A Auditoria Militar Federal abriu inquérito para saber em que circunstâncias ocorreu a morte do fuzileiro naval Marcelo Magno Alves Almeida durante treinamento em uma piscina do Centro de Instruções Almirante Braz de Aguiar (Ciaba), na capital paraense. Ele morreu durante a madrugada de quinta-feira da semana passada, 30, mas seus familiares não aceitam a versão apresentada pela Marinha.

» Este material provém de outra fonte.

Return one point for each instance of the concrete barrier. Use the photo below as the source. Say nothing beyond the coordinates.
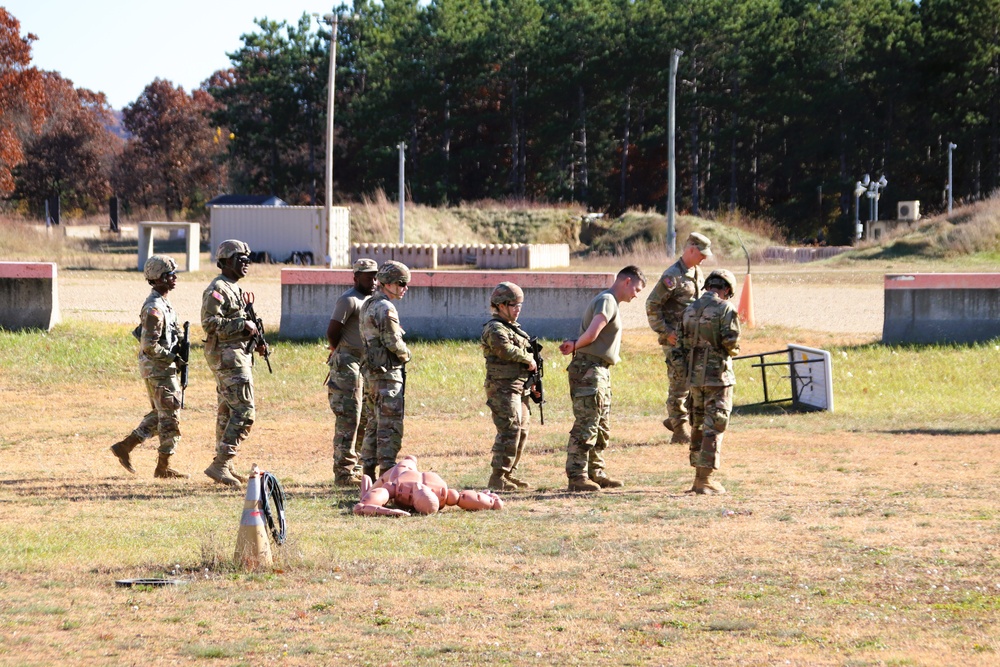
(445, 304)
(29, 296)
(941, 307)
(803, 254)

A necropsia de Almeida, feita pelo Instituto Médico Legal Renato Chaves, revelou que o fuzileiro morreu após sofrer dilatação do coração como resultado de esforço físico. "Foi um esforço sobre-humano, provocado por dois cabos e soldados que estavam com ele dentro da piscina", acusa o pai, Moisés Pereira Almeida. Colegas de treinamento do fuzileiro, temendo represálias, contaram aos familiares de Almeida que ele estava exausto devido ao exercício pesado e já não tinha mais forças para sair da piscina. Mesmo assim, os instrutores teriam insistido para que ele continuasse. Há suspeita de que o rapaz tenha sido afogado. A Marinha, que também abriu inquérito para apurar o caso, nega que os alunos do Ciaba sejam submetidos a exercícios desumanos. E alega que Almeida teria passado mal por já apresentar algum problema de saúde.